Il soggetto richiedente la facility può anche essere un diretto concorrente commerciale del proprietario, come si è visto in una copiosa giurisprudenza statunitense prima e comunitaria in seguito. La ragion d'essere di tale istituto risiede nel favorire lo sviluppo dei mercati: laddove la nascita di un nuovo prodotto o di un nuovo operatore all'interno di un mercato sia subordinata all'accesso ad una risorsa, il legislatore favorisce il soggetto richiedente obbligando il titolare a concederne l'accesso.

Esempi:

1) un'impresa è titolare di un brevetto chimico che sfrutta per la produzione di solventi industriali. Un'altra impresa richiede l'utilizzo di tale brevetto per la produzione di vernici.
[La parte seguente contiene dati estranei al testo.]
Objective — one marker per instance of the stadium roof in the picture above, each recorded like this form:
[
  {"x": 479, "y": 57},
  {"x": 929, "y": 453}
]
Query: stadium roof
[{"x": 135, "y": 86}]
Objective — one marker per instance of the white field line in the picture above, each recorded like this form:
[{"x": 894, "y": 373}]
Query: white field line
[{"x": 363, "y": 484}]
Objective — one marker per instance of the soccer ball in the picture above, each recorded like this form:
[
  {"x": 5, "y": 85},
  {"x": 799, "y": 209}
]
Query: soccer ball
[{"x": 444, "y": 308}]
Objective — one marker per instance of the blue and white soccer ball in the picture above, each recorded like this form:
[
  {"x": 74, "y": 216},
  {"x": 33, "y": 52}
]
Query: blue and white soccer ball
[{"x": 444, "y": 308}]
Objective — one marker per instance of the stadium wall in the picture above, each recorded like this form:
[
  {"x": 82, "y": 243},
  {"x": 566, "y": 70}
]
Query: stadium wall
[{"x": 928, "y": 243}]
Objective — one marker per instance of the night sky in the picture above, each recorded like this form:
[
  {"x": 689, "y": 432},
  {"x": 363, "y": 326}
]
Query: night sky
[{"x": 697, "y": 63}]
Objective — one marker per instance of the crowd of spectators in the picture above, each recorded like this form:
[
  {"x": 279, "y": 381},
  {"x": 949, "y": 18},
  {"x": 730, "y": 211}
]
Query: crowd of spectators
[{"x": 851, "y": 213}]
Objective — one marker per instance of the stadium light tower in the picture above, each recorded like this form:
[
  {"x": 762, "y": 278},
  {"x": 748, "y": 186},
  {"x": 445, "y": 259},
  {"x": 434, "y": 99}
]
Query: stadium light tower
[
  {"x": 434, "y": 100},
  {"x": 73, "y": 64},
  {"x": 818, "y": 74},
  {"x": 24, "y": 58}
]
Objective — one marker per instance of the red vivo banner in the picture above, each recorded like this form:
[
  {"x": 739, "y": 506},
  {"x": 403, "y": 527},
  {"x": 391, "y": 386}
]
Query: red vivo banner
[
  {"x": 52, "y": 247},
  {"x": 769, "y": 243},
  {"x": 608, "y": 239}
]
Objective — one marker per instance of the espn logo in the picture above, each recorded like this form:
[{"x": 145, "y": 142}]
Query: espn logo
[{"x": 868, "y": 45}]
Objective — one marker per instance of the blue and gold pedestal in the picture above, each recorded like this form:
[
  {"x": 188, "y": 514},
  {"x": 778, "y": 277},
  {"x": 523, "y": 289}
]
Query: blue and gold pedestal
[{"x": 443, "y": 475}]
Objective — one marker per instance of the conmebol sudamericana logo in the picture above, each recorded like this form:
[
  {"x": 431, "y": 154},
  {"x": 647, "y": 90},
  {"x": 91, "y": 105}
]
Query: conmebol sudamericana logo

Se sussistono le condizioni elencate persino il titolare di un diritto di esclusiva è tenuto a condividere il bene gravato da tale diritto con il richiedente.

2) Una pista di atterraggio per gli aerei può essere considerata come una essential facilities in quanto quest'ultima può essere sfruttata da più utenti.

3) Gianmarco e Michela costruiscono un porto. Tale porto sarà accessibile a chiunque abbia bisogno di usarlo, magari pagando una royalty.